There are four scouring rushes in our area: Equisetum scirpoides (dwarf scouring rush), E. variegatum (variegated scouring rush), E. hyemale (rough scouring rush), and E. x ferrissi (Ferriss' scouring rush). The last of these is our most common scouring rush and forms dense beds in damp areas, especially in disturbed areas along roads. The dark green stalks are present year round and are especially noticeable in the early spring when they look like the bristles of some giant industrial brush. The "x" in name E. x ferrissi indicates that it is a hybrid species. At some point in the past, two different species of scouring rush cross bred and produced the hybrid E. x ferrissi. The hybrid grows very well and even seems to exhibit what geneticists call "hybrid vigor," but, like the mule, it is sexually sterile. However this sterility is no drawback for this scouring rush; by reproducing vegetatively it has spread across much of North America. Fragments of roots transported by man or nature take hold and start new clumps. Then the clumps grow by spreading along underground root-like structures called rhizomes. All of the Ferriss' scouring rushes we have today appear to be clones from the original hybrid.

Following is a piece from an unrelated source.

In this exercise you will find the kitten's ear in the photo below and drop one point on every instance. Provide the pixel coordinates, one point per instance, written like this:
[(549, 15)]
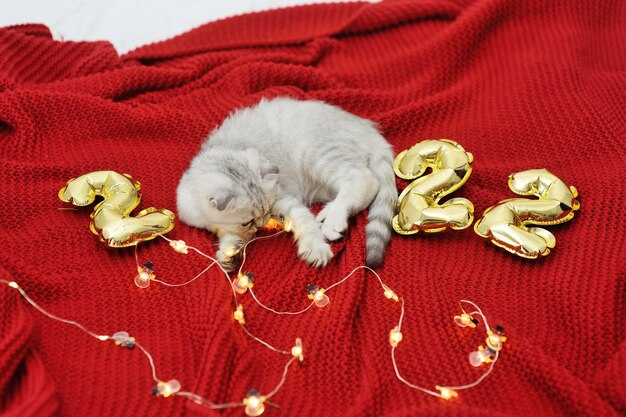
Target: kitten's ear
[(221, 199)]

Of the branched horsetails, the most common in our area is E. arvense (field horsetail). As the name implies it is found in fields and other areas and is a good colonizer of disturbed areas. The coarse green vegetative stems of the plant are familiar to most gardeners and anyone who walks the land. Early in the spring, before the green stems come up, this species produces a specialized straw-colored unbranched stem that bears the spore forming organ, the strobilus. Another horsetail, E. pratense (meadow horsetail), a threatened species in New York State found in our area, also has this type of spore bearing stem, but the other scouring rushes and horsetails bear the spore-forming strobilus on the ends of the green vegetative stems. The other two horsetails known to be in our area are E. sylvaticum (woodland horsetail) and E. palustre (marsh horsetail).
The stems and branches of all of the Equisetum species are coated with silica granules. This accounts for the common name "scouring rush" as it made them useful in earlier times for scouring pots and pans (although it's a little tough on modern teflon coatings). The silica granules also make Equisetum very irritating to the stomach of cows that feed on them, so farmers are not pleased to find them in their fields.
All species, like the scouring rushes and horsetails, have their histories and each tells a story. This is one of the reasons biodiversity is so fascinating.